L-Carnitine and Cholecalciferol: A Novel Approach to Amikacin Induced Nephrotoxicity

This chapter highlights the measurement of amikacin induced nephrotoxicity by means of abnormal renal biochemical parameters on albino rats and comparison of improvement after administration of L-carnitine & Cholecalciferol along with renal histopathology examination (HPE) of amikacin treated rats and causality assessment of amikacin induced adverse drug reactions (ADR) in hospitalized patient. Adherence to therapies is a primary determinant of treatment success. Failure to adherence is a serious problem which not only affects the patient but also the health care system. Nephrotoxicity is defining as rapid deterioration in the kidney function due to toxic effect of medications and chemicals. There are various forms, and some drugs may affect renal function in more than one way.

The Study was carried out in the Department of Pharmacology in collaboration with The Department of Biochemistry, Pathology, and various clinical departments of Burdwan medical College and Hospital (BMCH). Healthy albino male rats (N=40) were taken from Institutional animal house of BMCH and were randomly divided into 4 groups. CPCSEA acclimatization guideline followed. IEAC and CREC clearances taken. Renal biochemical parameters from blood samples were analysed. Sterile water for injection was given to all group. Group I is control (only vehicle), Amikacin added to Group II, III and IV. L carnitine & Cholecalciferol was added to Group III & Group IV respectively. Post test measurement of renal biochemical parameters and HPE were done.

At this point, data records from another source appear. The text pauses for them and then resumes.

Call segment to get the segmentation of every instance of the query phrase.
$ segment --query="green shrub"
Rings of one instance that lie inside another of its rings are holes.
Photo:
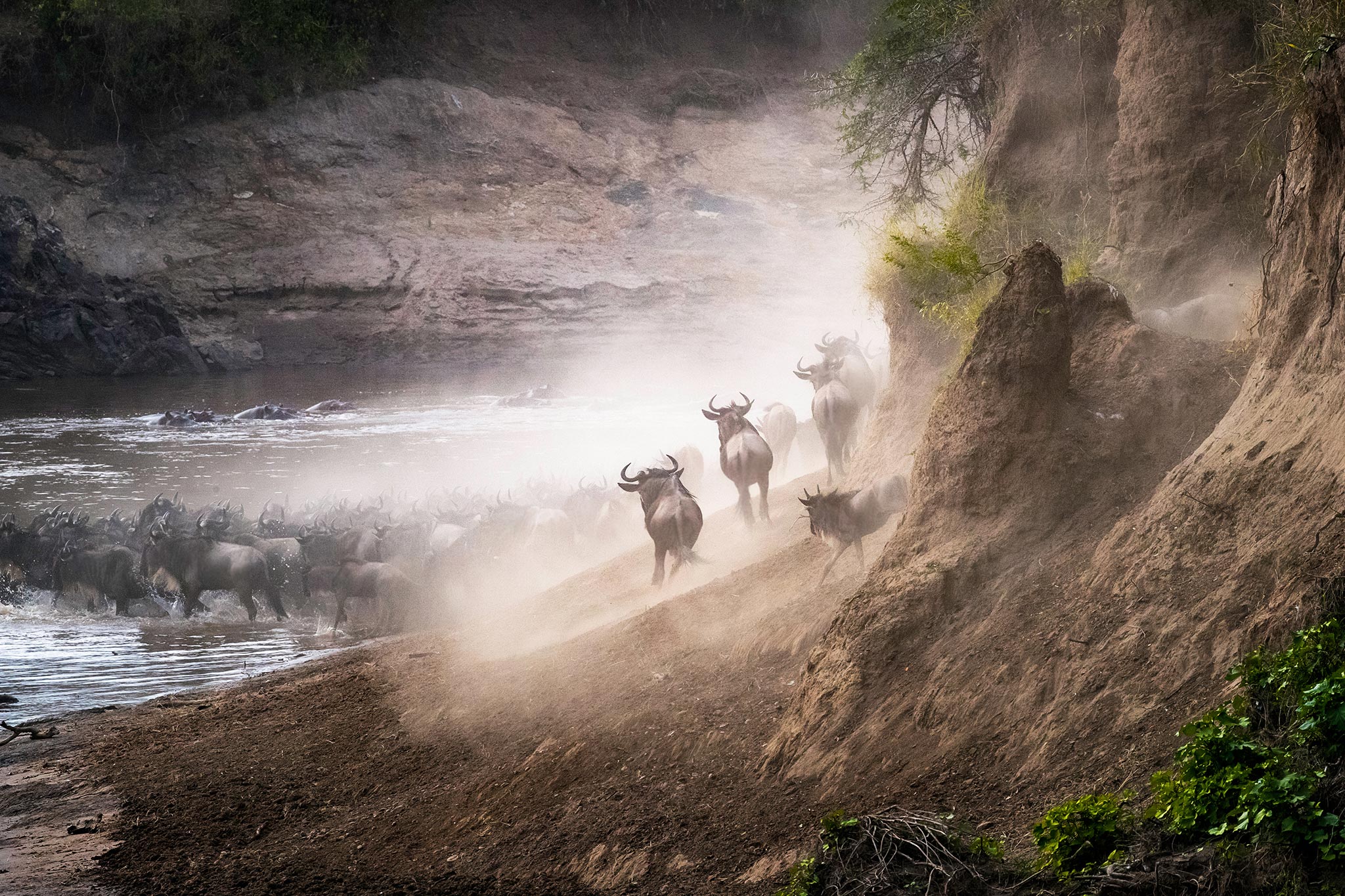
[[[816,896],[822,887],[818,879],[818,860],[800,858],[790,868],[790,883],[775,891],[775,896]]]
[[[1134,838],[1135,817],[1127,807],[1135,794],[1084,794],[1046,811],[1032,826],[1041,853],[1038,866],[1060,880],[1120,861]]]
[[[1176,770],[1150,780],[1150,817],[1174,834],[1311,846],[1334,858],[1340,819],[1314,797],[1323,772],[1302,771],[1287,750],[1258,740],[1236,704],[1181,732],[1190,740],[1177,751]]]
[[[1337,619],[1302,629],[1279,652],[1252,650],[1228,672],[1254,701],[1258,721],[1283,725],[1297,712],[1303,692],[1345,666],[1345,626]]]

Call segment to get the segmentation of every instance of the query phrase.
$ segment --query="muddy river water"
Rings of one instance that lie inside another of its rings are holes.
[[[781,371],[775,395],[806,415],[806,383]],[[190,505],[325,493],[352,500],[395,490],[510,489],[531,477],[607,476],[627,461],[697,445],[707,461],[702,502],[730,500],[716,469],[714,426],[697,384],[635,384],[627,394],[581,384],[543,407],[506,407],[535,384],[508,371],[463,379],[443,371],[299,369],[182,379],[0,384],[0,513],[22,520],[51,504],[94,514],[130,510],[160,492]],[[753,388],[753,386],[748,386]],[[764,388],[757,384],[756,388]],[[787,394],[781,394],[787,392]],[[261,402],[307,407],[354,402],[346,414],[297,420],[152,426],[180,407],[235,412]],[[249,625],[234,602],[184,621],[117,619],[48,607],[48,595],[0,604],[0,693],[19,699],[0,717],[34,719],[81,707],[128,704],[182,688],[234,682],[332,647],[313,621]]]

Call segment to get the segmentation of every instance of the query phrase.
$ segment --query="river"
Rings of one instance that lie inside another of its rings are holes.
[[[699,414],[713,386],[693,379],[640,377],[616,390],[599,377],[545,407],[499,403],[539,382],[535,371],[301,368],[9,383],[0,386],[0,513],[24,520],[58,502],[94,516],[132,512],[179,492],[192,506],[233,501],[254,514],[265,501],[297,506],[327,493],[354,502],[382,492],[507,490],[533,477],[615,481],[623,463],[689,442],[707,461],[701,497],[709,509],[726,505],[732,490],[714,469],[716,429]],[[806,415],[811,391],[787,368],[744,379],[759,406],[784,398]],[[773,395],[768,380],[780,387]],[[265,400],[305,407],[328,398],[358,410],[191,429],[149,423],[169,407],[231,414]],[[0,693],[19,699],[4,709],[11,719],[235,682],[332,649],[330,621],[325,629],[313,618],[249,625],[231,599],[211,600],[215,611],[191,621],[86,615],[78,602],[51,610],[48,599],[39,592],[0,606]]]

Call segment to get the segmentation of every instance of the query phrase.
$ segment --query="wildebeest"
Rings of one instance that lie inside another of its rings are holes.
[[[299,416],[299,411],[281,404],[258,404],[234,414],[235,420],[292,420],[296,416]]]
[[[815,348],[822,352],[822,357],[835,365],[835,376],[850,390],[850,396],[863,415],[878,395],[878,379],[869,367],[859,343],[849,336],[829,339],[830,333],[822,337]]]
[[[771,465],[775,458],[771,454],[771,446],[748,420],[752,399],[741,392],[738,395],[742,396],[744,404],[730,402],[728,407],[716,407],[712,396],[710,406],[701,412],[720,427],[720,469],[738,489],[738,513],[751,525],[753,523],[752,496],[748,493],[748,488],[753,482],[761,492],[761,516],[767,521],[771,520],[771,505],[767,494],[771,490]]]
[[[198,609],[207,609],[200,602],[202,591],[233,591],[247,609],[249,619],[257,618],[253,594],[261,591],[276,618],[289,615],[280,590],[266,572],[266,557],[261,551],[218,541],[202,532],[204,528],[200,524],[196,535],[174,533],[156,524],[140,555],[140,575],[148,579],[163,571],[172,576],[182,588],[183,613],[188,617]]]
[[[668,469],[652,467],[628,476],[631,465],[621,467],[621,481],[617,485],[625,492],[640,496],[644,509],[644,531],[654,540],[654,578],[650,584],[663,586],[663,560],[672,553],[672,572],[677,575],[685,564],[695,560],[695,540],[701,537],[705,519],[695,496],[682,485],[682,470],[675,458],[668,457]],[[763,492],[764,494],[764,492]],[[751,512],[751,508],[748,509]]]
[[[299,539],[264,539],[250,532],[241,532],[223,540],[261,551],[266,557],[266,575],[272,583],[281,594],[300,599],[303,606],[300,574],[304,571],[304,548],[299,544]]]
[[[775,455],[773,469],[777,474],[783,474],[790,466],[790,449],[794,447],[798,431],[799,418],[795,416],[792,407],[779,402],[765,406],[765,412],[761,414],[761,435]]]
[[[390,563],[347,560],[339,567],[309,570],[307,587],[317,590],[324,586],[336,595],[336,618],[332,627],[346,621],[346,602],[351,598],[387,602],[390,609],[406,613],[412,600],[420,596],[420,587]]]
[[[332,414],[338,411],[354,411],[354,402],[343,402],[336,398],[330,398],[325,402],[319,402],[309,408],[304,410],[304,414]]]
[[[863,572],[863,536],[881,529],[888,517],[905,506],[907,480],[898,474],[855,492],[834,490],[829,494],[823,494],[820,488],[816,494],[804,489],[799,504],[808,510],[812,535],[831,545],[831,556],[818,579],[820,586],[850,545],[859,555],[859,571]]]
[[[859,406],[837,372],[835,361],[803,365],[799,359],[794,375],[812,383],[812,419],[818,424],[822,446],[827,451],[827,484],[835,476],[845,476],[845,465],[854,441],[854,427],[859,419]]]
[[[62,545],[51,567],[51,606],[62,594],[82,590],[90,611],[94,598],[112,598],[117,615],[128,615],[130,602],[145,596],[144,582],[136,576],[136,552],[121,545],[98,551],[82,551],[70,543]]]
[[[367,563],[382,559],[382,536],[387,528],[305,528],[295,540],[303,548],[304,563],[309,567],[340,566],[346,560]]]
[[[1171,308],[1135,312],[1135,322],[1192,339],[1237,339],[1244,302],[1235,296],[1206,293]]]

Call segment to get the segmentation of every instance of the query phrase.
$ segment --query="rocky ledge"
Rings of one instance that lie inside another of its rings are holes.
[[[90,273],[59,228],[0,196],[0,379],[204,372],[156,290]]]

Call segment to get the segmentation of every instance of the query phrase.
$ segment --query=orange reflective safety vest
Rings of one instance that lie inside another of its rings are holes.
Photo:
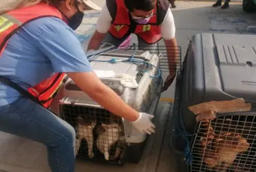
[[[136,34],[147,43],[157,43],[162,39],[160,25],[169,8],[167,0],[157,0],[153,16],[147,24],[135,22],[126,8],[124,0],[107,0],[107,6],[112,18],[109,32],[116,39],[122,39],[131,33]]]
[[[10,38],[13,35],[20,27],[34,19],[54,17],[61,19],[67,23],[67,21],[62,14],[54,7],[45,3],[40,3],[30,7],[22,8],[12,11],[10,11],[0,15],[0,58]],[[4,78],[1,76],[2,78]],[[39,83],[36,86],[28,88],[28,92],[30,95],[36,98],[37,103],[41,104],[43,107],[48,108],[52,103],[52,98],[64,79],[65,74],[55,74],[49,78]],[[13,82],[6,80],[2,81],[11,86],[9,83]],[[3,79],[4,80],[4,79]],[[1,80],[0,80],[0,82]],[[19,86],[16,85],[15,87]],[[19,89],[16,89],[19,91]]]

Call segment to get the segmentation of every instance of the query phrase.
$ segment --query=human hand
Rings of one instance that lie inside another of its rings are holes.
[[[170,73],[164,81],[164,87],[162,88],[162,92],[166,91],[169,87],[173,82],[173,80],[176,76],[176,72]]]
[[[156,126],[150,120],[153,118],[153,116],[144,112],[139,113],[139,115],[136,121],[131,122],[132,125],[142,133],[145,132],[148,134],[155,133]]]

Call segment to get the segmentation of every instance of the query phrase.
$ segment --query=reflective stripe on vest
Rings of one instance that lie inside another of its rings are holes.
[[[57,17],[67,23],[66,19],[57,9],[45,3],[17,9],[1,14],[0,58],[10,38],[20,27],[31,21],[45,17]],[[55,74],[32,88],[28,88],[28,92],[37,98],[39,102],[47,108],[64,78],[65,74]]]
[[[109,33],[117,39],[122,39],[129,32],[131,27],[129,13],[125,7],[124,0],[116,0],[116,14],[109,30]],[[155,43],[162,39],[160,26],[157,23],[157,6],[156,6],[153,16],[148,23],[137,24],[133,33],[140,36],[148,43]]]

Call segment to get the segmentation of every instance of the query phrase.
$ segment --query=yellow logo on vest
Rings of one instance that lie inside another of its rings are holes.
[[[115,27],[115,28],[116,28],[116,30],[118,31],[118,32],[119,32],[121,29],[122,29],[122,28],[124,26],[124,25],[115,25],[114,27]]]
[[[151,29],[151,25],[143,25],[143,32],[149,31]]]
[[[0,16],[0,33],[9,29],[12,25],[13,25],[13,23],[10,22],[8,19]]]

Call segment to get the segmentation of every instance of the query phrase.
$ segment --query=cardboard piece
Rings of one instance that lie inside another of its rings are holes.
[[[232,100],[210,101],[188,107],[195,115],[197,122],[202,120],[213,120],[215,113],[247,111],[251,109],[250,103],[246,103],[243,98]]]

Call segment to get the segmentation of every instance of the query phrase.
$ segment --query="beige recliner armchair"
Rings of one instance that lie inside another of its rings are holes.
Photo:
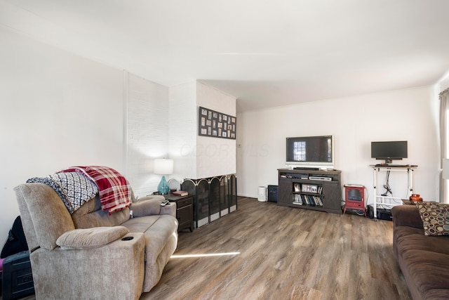
[[[45,184],[15,190],[38,299],[138,299],[157,284],[176,249],[175,204],[161,207],[162,196],[111,215],[97,196],[70,214]]]

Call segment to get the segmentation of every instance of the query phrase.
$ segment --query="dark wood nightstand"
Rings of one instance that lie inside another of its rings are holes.
[[[189,229],[194,231],[194,197],[175,196],[172,194],[164,195],[166,200],[176,202],[176,219],[179,223],[177,231]]]

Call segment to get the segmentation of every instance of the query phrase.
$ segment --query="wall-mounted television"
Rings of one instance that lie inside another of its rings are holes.
[[[386,164],[408,157],[407,141],[371,142],[371,158],[382,159]]]
[[[287,138],[286,164],[293,167],[334,167],[333,136]]]

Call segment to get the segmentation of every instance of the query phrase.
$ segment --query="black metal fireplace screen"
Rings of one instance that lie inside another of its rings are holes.
[[[185,179],[181,189],[194,195],[196,228],[237,209],[237,178],[234,174]]]

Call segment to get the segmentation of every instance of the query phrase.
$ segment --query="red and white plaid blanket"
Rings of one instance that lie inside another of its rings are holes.
[[[125,177],[114,169],[102,166],[72,167],[62,172],[78,171],[95,182],[100,192],[101,209],[109,214],[131,204],[131,188]]]

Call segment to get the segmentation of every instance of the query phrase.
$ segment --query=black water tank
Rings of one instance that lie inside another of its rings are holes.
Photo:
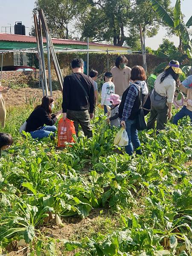
[[[25,35],[25,26],[22,25],[21,21],[15,22],[14,26],[14,33],[16,35]]]

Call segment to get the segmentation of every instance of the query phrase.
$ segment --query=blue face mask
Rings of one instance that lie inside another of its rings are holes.
[[[119,65],[120,68],[124,69],[126,67],[126,64],[125,63],[120,63]]]

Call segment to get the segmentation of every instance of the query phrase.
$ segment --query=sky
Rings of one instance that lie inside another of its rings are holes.
[[[171,0],[174,6],[176,0]],[[0,0],[0,33],[5,28],[1,27],[14,26],[15,21],[22,21],[26,27],[30,29],[33,23],[32,10],[34,7],[35,0]],[[192,0],[181,0],[181,9],[184,14],[184,20],[186,22],[192,15]],[[7,28],[7,29],[9,29]],[[26,35],[29,34],[29,29],[26,28]],[[13,33],[13,30],[12,30]],[[158,48],[164,38],[166,38],[166,31],[163,28],[160,28],[158,35],[152,38],[146,38],[146,46],[153,49]],[[166,37],[167,38],[167,37]],[[173,36],[169,38],[176,46],[179,44],[178,38]]]

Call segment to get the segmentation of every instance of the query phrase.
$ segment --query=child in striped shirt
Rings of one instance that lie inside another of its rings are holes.
[[[110,122],[111,128],[113,127],[120,127],[120,119],[119,117],[119,106],[121,103],[119,96],[118,94],[111,94],[110,98],[108,100],[111,102],[113,106],[111,108],[111,116],[108,118],[108,121]]]

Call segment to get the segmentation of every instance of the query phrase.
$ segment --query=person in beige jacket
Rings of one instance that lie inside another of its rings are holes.
[[[1,126],[3,128],[5,127],[5,122],[6,118],[6,109],[5,102],[2,93],[7,93],[9,88],[8,87],[3,87],[0,82],[0,128]]]
[[[184,116],[189,116],[192,123],[192,75],[179,84],[179,89],[186,94],[183,107],[173,117],[173,122],[177,125],[178,121]]]
[[[122,94],[130,85],[131,69],[126,66],[128,60],[124,55],[119,55],[115,61],[115,67],[111,69],[115,92],[121,99]]]
[[[172,105],[173,102],[176,82],[177,81],[179,74],[182,71],[179,67],[179,63],[177,61],[171,61],[165,69],[164,72],[157,78],[155,82],[154,90],[158,97],[156,102],[153,104],[151,102],[151,109],[150,116],[147,123],[147,128],[154,129],[157,121],[157,134],[159,131],[165,128],[168,118],[170,120],[172,114]],[[162,106],[157,107],[156,102],[160,102],[162,99]]]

Clinical observation of amikacin treated hospitalised patients and collection of their ADR in BMCH were done to find out correlations with animal experiment.

Baseline laboratory values such as serum urea and creatinine were collected from the BHT, before and after the completion of amikacin therapy. Increased serum urea, increased serum creatinine, oliguria and swelling of face were taken as indicator of nephropathy whereas fullness in ear, tinnitus and loss of hearing were taken as indicator of ototoxicity. Statistical analyses were done using Graph Pad Prism version.4 software. Minimisation of amikacin induced nephropathy were seen, more in Group IV than Group III. HPE found the same conclusion. WHO UMC causality assessment revealed, 94.35% ADR were “probable/likely” whereas 5.65% were “possible”. The Naranjo’s adverse reaction probability scale revealed almost the same.

Cholecalciferol is definitely superior to L carnitine for reducing the consequences of amikacin-induced nephropathy, according to interventional animal experiment, biochemical parameters, histology, and open label, non-interventional, prospective observational study.